Lúcio começou a carreira literária quando surgiu a linha regionalista do Romance de 30, com nomes como Rachel de Queiroz, Jorge Amado e José Lins do Rêgo. Ele, no entanto, seguiu outro caminho. “Seu primeiro livro, Maleita, era mais sociológico. O segundo, Salgueiro, era realista. Mas, depois disso, fez romances mais cerebrais, nos moldes do romance russo. Ele lia muito Dostoievski e Tolstói. Desenvolveu muito bem um romance psicológico, denso, em que vai fundo na alma dos personagens”, conta Ribeiro.
Além de romances, poesias, peças de teatro e até roteiros de cinema, Lúcio publicou muitos contos. Boa parte deles está sendo compilada, em dois volumes, pela jornalista e escritora Valéria Lamego. “São contos curtos que nunca tinham sido mapeados, publicados em jornais do Rio e de São Paulo entre as décadas de 1930 e 1950”, explica.

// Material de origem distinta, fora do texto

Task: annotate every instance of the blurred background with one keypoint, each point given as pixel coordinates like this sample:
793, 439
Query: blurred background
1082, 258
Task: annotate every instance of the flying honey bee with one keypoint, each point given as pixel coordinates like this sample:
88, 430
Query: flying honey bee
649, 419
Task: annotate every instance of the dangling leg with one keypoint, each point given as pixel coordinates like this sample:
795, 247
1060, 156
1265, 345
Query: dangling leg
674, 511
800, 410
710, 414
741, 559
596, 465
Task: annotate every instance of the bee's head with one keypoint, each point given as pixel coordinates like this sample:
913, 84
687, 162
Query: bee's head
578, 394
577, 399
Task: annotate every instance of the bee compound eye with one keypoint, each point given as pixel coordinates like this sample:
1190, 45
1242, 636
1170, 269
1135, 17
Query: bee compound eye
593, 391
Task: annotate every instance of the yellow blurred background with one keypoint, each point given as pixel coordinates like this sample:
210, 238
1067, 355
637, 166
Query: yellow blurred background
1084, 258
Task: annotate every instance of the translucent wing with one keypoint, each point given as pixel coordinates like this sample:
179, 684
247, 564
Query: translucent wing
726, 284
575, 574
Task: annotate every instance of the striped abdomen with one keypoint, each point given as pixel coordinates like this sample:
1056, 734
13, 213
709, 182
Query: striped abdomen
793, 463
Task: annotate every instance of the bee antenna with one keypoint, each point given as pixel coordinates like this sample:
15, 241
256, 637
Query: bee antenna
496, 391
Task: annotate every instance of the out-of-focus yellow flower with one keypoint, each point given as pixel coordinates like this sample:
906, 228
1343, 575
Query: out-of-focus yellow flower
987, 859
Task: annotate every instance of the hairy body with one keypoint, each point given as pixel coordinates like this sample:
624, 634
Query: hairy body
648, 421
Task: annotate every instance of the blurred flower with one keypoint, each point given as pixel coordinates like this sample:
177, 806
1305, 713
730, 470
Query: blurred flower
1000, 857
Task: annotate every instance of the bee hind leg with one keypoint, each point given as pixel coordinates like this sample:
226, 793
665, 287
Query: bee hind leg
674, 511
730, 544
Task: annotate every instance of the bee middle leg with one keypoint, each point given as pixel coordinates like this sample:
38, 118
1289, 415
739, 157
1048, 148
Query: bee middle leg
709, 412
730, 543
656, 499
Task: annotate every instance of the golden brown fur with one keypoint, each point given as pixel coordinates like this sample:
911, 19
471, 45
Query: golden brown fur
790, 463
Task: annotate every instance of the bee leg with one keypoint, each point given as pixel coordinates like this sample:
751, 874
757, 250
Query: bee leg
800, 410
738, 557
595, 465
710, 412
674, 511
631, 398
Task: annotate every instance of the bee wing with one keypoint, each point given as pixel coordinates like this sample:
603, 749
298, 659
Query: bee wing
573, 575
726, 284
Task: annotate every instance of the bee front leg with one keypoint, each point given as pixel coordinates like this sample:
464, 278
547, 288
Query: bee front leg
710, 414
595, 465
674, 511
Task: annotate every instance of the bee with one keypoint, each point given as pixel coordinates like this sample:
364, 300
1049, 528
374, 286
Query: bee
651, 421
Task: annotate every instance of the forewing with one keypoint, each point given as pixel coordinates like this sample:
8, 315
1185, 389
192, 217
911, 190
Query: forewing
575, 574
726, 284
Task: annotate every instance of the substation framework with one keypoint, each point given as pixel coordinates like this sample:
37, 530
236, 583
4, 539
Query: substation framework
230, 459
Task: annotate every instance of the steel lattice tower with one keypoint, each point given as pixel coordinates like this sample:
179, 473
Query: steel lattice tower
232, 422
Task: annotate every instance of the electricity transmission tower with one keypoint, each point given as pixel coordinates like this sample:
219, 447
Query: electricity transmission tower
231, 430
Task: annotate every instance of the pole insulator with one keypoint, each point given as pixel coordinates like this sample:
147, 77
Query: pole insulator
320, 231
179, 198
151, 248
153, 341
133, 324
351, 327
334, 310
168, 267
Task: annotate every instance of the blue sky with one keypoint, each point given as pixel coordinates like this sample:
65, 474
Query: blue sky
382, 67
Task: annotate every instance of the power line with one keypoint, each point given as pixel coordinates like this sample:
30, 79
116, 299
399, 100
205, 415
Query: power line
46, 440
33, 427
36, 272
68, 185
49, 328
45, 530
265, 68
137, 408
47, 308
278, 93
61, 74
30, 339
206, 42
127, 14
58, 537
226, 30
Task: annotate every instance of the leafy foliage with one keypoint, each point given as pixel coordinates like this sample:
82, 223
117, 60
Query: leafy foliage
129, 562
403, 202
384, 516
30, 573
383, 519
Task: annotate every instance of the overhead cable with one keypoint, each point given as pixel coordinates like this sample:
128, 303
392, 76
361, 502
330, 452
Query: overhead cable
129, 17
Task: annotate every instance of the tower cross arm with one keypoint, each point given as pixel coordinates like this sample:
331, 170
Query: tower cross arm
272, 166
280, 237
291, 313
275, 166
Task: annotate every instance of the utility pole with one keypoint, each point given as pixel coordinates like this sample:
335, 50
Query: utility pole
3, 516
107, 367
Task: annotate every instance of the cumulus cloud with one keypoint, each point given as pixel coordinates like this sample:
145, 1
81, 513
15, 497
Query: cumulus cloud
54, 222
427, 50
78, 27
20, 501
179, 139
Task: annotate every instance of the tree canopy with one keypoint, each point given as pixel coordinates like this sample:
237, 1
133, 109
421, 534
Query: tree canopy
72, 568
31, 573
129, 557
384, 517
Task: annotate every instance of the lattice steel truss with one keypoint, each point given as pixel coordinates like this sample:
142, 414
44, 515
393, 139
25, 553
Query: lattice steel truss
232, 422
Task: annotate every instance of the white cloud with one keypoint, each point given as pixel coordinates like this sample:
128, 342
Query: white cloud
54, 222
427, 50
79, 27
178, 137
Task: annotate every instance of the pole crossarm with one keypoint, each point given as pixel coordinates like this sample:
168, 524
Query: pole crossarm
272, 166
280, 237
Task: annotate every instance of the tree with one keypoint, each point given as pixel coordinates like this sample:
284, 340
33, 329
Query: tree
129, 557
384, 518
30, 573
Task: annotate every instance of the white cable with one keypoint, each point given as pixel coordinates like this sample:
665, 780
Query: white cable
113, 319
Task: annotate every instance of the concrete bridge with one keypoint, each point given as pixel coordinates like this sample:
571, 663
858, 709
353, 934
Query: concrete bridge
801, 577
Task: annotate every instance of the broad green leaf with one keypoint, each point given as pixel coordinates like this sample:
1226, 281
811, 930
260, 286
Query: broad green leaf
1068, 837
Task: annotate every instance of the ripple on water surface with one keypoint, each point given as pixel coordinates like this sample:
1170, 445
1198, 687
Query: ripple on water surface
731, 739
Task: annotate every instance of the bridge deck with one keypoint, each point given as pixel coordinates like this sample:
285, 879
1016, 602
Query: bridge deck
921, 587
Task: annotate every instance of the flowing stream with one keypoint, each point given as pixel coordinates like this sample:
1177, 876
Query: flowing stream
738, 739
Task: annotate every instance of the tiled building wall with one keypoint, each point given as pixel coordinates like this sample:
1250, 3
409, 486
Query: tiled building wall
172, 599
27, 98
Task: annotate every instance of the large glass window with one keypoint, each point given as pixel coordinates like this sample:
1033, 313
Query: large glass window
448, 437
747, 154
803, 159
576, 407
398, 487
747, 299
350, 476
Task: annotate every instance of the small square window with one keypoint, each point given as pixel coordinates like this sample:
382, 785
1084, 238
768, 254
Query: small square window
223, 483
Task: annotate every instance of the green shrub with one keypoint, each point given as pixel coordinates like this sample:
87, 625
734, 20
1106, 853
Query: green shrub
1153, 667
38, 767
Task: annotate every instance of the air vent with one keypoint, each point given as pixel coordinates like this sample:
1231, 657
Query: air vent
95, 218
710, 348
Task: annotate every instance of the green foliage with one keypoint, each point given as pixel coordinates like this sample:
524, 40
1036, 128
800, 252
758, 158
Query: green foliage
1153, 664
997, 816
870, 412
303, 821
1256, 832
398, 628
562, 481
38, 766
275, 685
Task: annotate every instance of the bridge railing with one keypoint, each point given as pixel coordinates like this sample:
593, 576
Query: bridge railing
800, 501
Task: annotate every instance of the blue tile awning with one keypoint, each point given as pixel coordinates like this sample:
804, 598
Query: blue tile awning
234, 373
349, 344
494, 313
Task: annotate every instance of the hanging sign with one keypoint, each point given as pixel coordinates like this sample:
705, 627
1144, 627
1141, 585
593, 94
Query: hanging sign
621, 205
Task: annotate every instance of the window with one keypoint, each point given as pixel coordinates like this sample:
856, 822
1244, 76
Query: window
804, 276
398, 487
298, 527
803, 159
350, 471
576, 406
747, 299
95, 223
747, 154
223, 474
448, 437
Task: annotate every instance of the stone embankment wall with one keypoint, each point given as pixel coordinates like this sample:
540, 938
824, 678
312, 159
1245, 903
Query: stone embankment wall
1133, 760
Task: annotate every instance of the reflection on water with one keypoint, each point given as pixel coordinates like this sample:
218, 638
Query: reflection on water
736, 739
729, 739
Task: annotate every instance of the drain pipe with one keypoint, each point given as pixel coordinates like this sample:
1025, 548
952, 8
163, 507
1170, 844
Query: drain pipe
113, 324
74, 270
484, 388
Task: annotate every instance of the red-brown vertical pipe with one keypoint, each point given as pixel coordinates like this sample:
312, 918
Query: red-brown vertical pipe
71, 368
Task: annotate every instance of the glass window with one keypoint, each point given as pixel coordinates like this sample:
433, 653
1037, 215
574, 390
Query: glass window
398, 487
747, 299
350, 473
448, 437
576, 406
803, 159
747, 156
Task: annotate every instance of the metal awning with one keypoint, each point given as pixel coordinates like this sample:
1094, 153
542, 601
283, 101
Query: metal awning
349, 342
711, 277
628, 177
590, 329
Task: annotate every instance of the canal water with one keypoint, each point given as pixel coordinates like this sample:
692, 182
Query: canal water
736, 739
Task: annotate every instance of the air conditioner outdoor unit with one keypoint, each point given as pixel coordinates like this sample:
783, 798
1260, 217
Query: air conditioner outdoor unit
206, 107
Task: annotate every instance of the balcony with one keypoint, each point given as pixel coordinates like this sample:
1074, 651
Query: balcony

“Lúcio teve várias colunas em jornais, foi dramaturgo, diretor de teatro, de cinema... Levou os primeiros atores negros em cena, no Teatro Experimental do Negro. Mas seu maior talento era mesmo como poeta e romancista. Ele teve vida social muito intensa, era amigo de Vinicius de Moraes; frequentava a boemia carioca; e dentre os ilustradores de seus contos nos jornais estava Oswaldo Goeldi”, lembra Valéria.
A partir de 1941, quando foi redator no Departamento de Imprensa e Propaganda (D.I.P.), Lúcio se tornou grande amigo de Clarice Lispector (1920-1977). “Ela foi apaixonada por ele. Em um de seus textos, diz que os dois não se casaram por ‘incompatibilidade’, ou seja, porque Lúcio era homossexual. Eles foram muito próximos”, conta Ésio Ribeiro.
O último parceiro de Lúcio, Luiz Carlos Lacerda, está finalizando o roteiro de uma ficção inspirada em um argumento deixado por ele. O filme se chamará “Introdução à Música do Sangue”. “Ele me deixou o argumento, mas algumas partes desapareceram, pois muita coisa aconteceu, morei fora durante a ditadura... Mas consegui me lembrar de algumas coisas, e outras inventei. O filme vai ter um clima pesado de introspecção psicológica. Ainda estou fechando o roteiro”, explica Lacerda.
Outro projeto é o documentário sobre o filme “A mulher de longe”, dirigido por Cardoso em 1949. As filmagens foram interrompidas e os negativos ficaram perdidos por muitos anos. Só recentemente foram encontrados na Cinemateca Brasileira, em São Paulo. “Fiz entrevistas e vou usar o diário das filmagens que está na Casa de Rui Barbosa para ajudar a contar a história da produção desse filme. Começamos a filmar em dezembro e o lançamento deverá ser no segundo semestre deste ano”, diz Lacerda.
As novidades parecem não ter fim. Fábio Camargo, professor do Programa de Pós-Graduação em Letras e Estudos Literários da Unimontes, está preparando um livro para novembro. É um trabalho sobre as representações que o escritor mineiro fez dele mesmo a partir da figura paterna. “Usei três romances como base e vou pesquisar as cartas dele. Nos textos, Lúcio diz pouco, mas sempre coloca figuras paternas muito complicadas. Como se o pai fosse ausente, mas, quando chegava, tomava conta da casa. Uma ausência presente”, analisa Camargo.
Parte das programações do ano ainda está sendo planejada, e não falta material para preparar isso tudo. Maria Helena Cardoso, irmã de Lúcio, doou todo o acervo dele, aos poucos, a partir de 1972, à Casa de Rui Barbosa, no Rio de Janeiro. Os organizadores preferem não adiantar ainda detalhes sobre exposições e eventos não confirmados, mas Belo Horizonte, Rio de Janeiro e São Paulo podem se preparar, porque vem muito mais por aí.